Q: How much did Texas A&M University-San Antonio receive from the PUF for this year? (Or where would we look in the FY 2024 operating budget for that information?) 

A: The PUF endowment is managed by The University of Texas/Texas A&M Investment Management Company (UTIMCO), under the authority of the UT System Board of Regents, and the land is managed by the University Lands office. We recommend contacting them directly for the details about FY 2023 and FY 2024 funding.

– The Mesquite received the statements from Keller in an email from Mike Eddleman, communications specialist with the Texas Higher Education Coordinating Board.



Andrew McVeigh

Executive Director

Texans for Fiscal Responsibility

Q: Why should the average Texan care about this proposition?
A: So, this proposition does two things: One doesn’t really matter; the other kind of does. It changes the name of a fund — a fund that already exists. I don’t remember the exact name, but it’s changing the name to the “Texas University Fund.” That’s the first part. Not a big deal, right? It’s just changing the name. 

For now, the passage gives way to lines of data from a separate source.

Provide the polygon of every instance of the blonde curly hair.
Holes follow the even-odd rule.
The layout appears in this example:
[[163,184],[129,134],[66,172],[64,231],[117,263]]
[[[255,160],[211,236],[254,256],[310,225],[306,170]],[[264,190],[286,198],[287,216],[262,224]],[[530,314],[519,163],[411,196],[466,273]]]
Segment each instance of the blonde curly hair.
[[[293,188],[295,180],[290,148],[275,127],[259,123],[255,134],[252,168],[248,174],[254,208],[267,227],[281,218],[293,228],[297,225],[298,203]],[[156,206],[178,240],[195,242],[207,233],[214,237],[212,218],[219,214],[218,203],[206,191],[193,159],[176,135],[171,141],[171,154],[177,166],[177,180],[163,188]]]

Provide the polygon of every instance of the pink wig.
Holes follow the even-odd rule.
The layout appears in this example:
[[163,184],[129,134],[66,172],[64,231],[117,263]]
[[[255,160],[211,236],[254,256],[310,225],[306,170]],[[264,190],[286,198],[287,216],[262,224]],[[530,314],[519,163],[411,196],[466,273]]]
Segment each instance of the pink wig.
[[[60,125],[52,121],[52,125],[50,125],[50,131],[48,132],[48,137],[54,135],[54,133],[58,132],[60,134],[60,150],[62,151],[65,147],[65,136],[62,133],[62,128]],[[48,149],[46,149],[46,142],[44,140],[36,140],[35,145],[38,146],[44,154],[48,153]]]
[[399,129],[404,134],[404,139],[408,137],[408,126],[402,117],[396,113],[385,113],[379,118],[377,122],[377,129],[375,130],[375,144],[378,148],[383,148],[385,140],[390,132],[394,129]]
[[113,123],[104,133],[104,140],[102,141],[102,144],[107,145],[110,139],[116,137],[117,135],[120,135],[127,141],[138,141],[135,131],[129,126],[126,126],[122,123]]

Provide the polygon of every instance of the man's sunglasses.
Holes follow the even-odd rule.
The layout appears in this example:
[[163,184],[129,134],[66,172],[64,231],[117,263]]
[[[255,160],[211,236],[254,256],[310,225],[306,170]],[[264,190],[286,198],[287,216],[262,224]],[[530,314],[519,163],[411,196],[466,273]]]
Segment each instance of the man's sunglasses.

The second part is creating a new perpetual revenue source for this Texas University Fund. It’s taking the accrued interest and dividends and that kind of thing from the rainy day fund, which is a fund set up that holds billions of taxpayer dollars, and it’s in case we ever have a major disaster, or an economic depression or something like that. And so what it’s doing is it’s taking the interest and the dividends from that rainy day fund, and it’s now going to be sending it to these universities. We think that’s a misuse of the fund, and so if Texans care about where their money is going and funds being used for their proper purpose, especially the rainy day fund, it’s such an important fund to have there. Have the right amount of money in it, in case we ever get between a rock and a hard place. Texans should care about this because it’s going to siphon away money from the rainy day fund to universities, which already receive billions of dollars every year from taxpayers.

Q: Why does your organization oppose it?
A: I think the main thing is that we think it’s a misuse of the rainy day fund. That money should be there for disasters, depressions, in case we ever really need it. That’s what it was set up for. I think siphoning away some of that money for universities when they already receive billions of dollars is not a proper use of that money. And so, that’s the main reason why we oppose this amendment and we urge Texans to vote no on Prop 5.

– This Q&A has been edited for clarity and length. Interview conducted by Dorian Gonzalez.